The decisions made during the design phase affect all later phases of the product’s lifecycle, and the product’s environmental impacts are also determined by decisions made during product design. During the design phase, it is possible to make choices that seek to reduce negative environmental impacts, such as choosing durable materials, favouring organically produced materials and manufacturing the product as nearby as possible to reduce the carbon footprint of transport operations.
Considerations in product design:
- The product is controlled with regard to its dimensions and shapes.
- The product’s details are well-thought-out and functional.
- The material’s ‘past life’ can be visible in the product design.
- Designing structurally alterable and durable products.
- Utilising the existing structures of the recycled material.
Considerations in choosing materials:
- Choosing durable materials that are suitable for the product in terms of their properties.
- Considering how the material and the product’s shape go together.
- Choosing materials that are compatible in terms of their washing and care properties, taking into account the embrittlement of natural materials, such as the embrittlement of silk due to flax, for example.
- Taking product safety into account and running organoleptic tests on the material to detect any smell of mould, for example.
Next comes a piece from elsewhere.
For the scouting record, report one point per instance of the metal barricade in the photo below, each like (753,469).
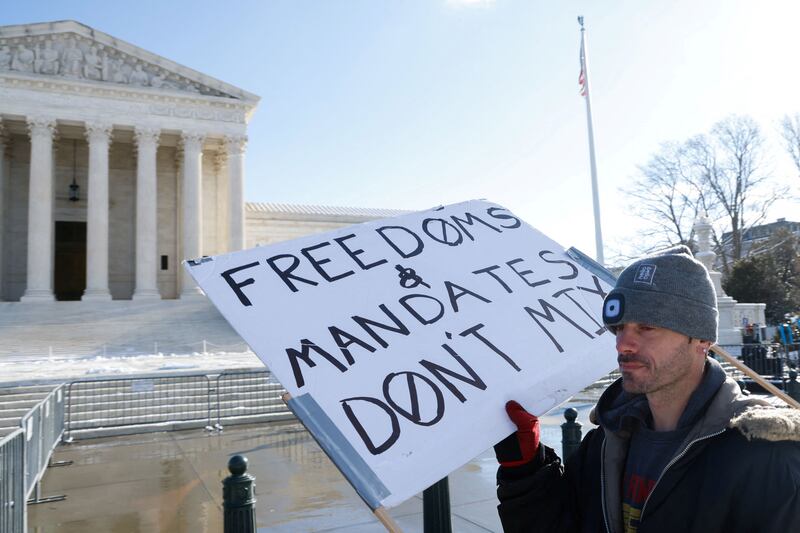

- Tracing the material’s origin if possible.
- Considering the impacts of the textiles’ finishing methods in relation to the end product, such as products worn against the skin or children’s clothing.
- For more information on the product safety of textiles, visit https://tukes.fi/en/products-and-services/general-consumer-goods/textiles.
Considerations in cutting:
- the material’s properties, such as the stretching and drape of fabric
- grains according to the purpose of use
- the material required for seam structures
- economical use of materials.
Considerations in manufacturing:
- the functionality of the structures is analysed through experiments and a prototype
- ironing and tidying up during the process
- choosing stitches and threads in relation to the recycled materials
- the compatibility of recycled and new structures.
Considerations in finishing:
- final ironing and careful finishing of details
- final inspection of the product’s quality, including on the inside.
Considerations in brand building:
- the logo and packaging
- a story that shows the material’s history
- washing and care instructions
- When preparing care instructions for a circular economy product, the impact of the product’s details, surface finishings and the chosen materials must be taken into account. In general, the washing instructions must be prepared according to the weakest material or the material that is the most difficult to care for. Check who has the right to use care symbols. For further information, see Materials in circulation.